Es interesante observar cómo a partir de una metáfora pueden
suscitarse profundas reflexiones sobre nuestra existencia. Es lo que ocurre
con la exposición “Tierra de Nadie”, del Licenciado en Artes Pedro Rodríguez
Fischer, la cual se exhibe en estos días en el Palacio Astoreca.
Las cuarenta obras que conforman la muestra se relacionan con el
desierto y los panoramas de la provincia, que según el artífice es una fuerte
visión que se asocia a su familia y a sus antepasados.
Sin embargo, “Tierra de Nadie”, puede ser algo más para cada uno de
nosotros. Tal vez puede estar relacionado con las condiciones de
desplazamiento que sufren un sinnúmero de personas en el mundo, exiliados
políticos, víctimas del etnocidio o inmigrantes económicos. También podría
vincularse con la pérdida de la memoria colectiva y del idioma original que
sufrimos los ciudadanos latinoamericanos y que nos aguijonea hacia la miseria
y la soledad de la “aldea global”. Asimismo, podrían representar los
escenarios baldíos de la crueldad y la brutalidad del ser humano, como son
las guerras y los campos de concentración.
“Tierra de Nadie”, podría personificar ese vacío territorial-de antes,
de siempre y de ahora- que interrumpe el dialogo entre los países vecinos,
entre las personas y entre mundos diferentes.

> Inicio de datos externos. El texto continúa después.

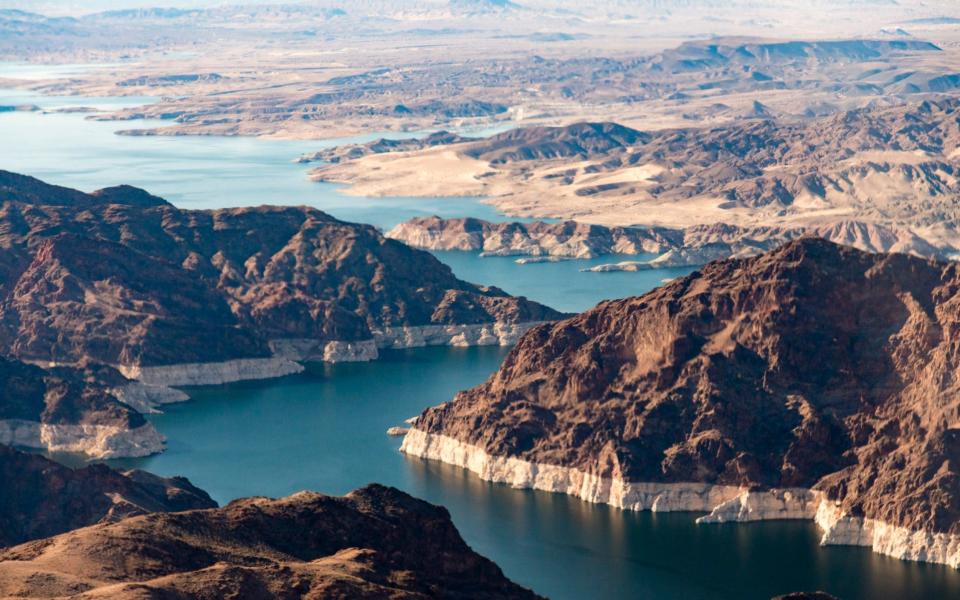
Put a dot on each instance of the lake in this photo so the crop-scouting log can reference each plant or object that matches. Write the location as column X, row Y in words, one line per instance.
column 325, row 429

De la misma forma, podría ser
el terreno energético negativo que coexiste en cada uno de nosotros y que
altera nuestras conductas en un algún momento de la vida. “Tierra de Nadie”,
podría ser el exilio, no solamente en su signo directamente político sino
como un concepto existencial.
Las tierras de nadie son, esencialmente, ámbitos entre. También por
esa misma razón son lugares que potencialmente promueven la perturbación. Son
como paisajes cercados por la bruma. Son regiones imprecisas que pueden
causar desorden en el orden establecido. Son eternos desiertos, improbables
de dominar y que graban la personalidad de las comunidades aledañas, en
especial de la gente más sensible, como los artistas.
Al respecto Rodríguez explica: “Siento que ese desierto, es muy
determinante en lo que se relaciona al sentir, al pensar y a lo que puedo
llegar a lograr con la pintura”. Y agrega “Quiero que la gente al ver mi
exposición vea huellas culturales y naturales del desierto, por ello trato de
rescatar el paisaje del norte de una manera distinta”. Y claro que su pintura
es singular, se sobrepone con calidad al habitual realismo y al arte
figurativo. Su creación es ambigua, subjetiva y no clasificable. Emana de
ella el olor a tabaco, el color de sus vísceras y la pasión de su ideología.
Es prácticamente un ritual y una especie de magia que traslada al observador
a otra dimensión más primaria de tiempo y espacio.
Esta tierra de nadie es la imagen de todo espacio –real o virtual– en
el cual se experimenta la inexistencia de reglas o cambio brusco de las
mismas. Es lo extraño, extranjero y paradójicamente propio. Es la zona libre
de marcas y de logos.
Posiblemente la propuesta de Rodríguez sea una subterránea
reivindicación a ese desierto salvaje que se transfigura, hoy por hoy, en el
legitimo vertedero cultural, en la última reserva de significados que se
encuentra adyacente a nuestras vidas y que a veces somos incapaces de
internalizar.
Bajo este prisma podemos concluir que la pintura de Rodríguez, compuesta
por múltiples iconografías interiores, es una cierta descripción del caos que
existe en esta tierra de nadie y una forma de comunicarse con los poderes que
están latentes en nuestro gigantesco desierto natural.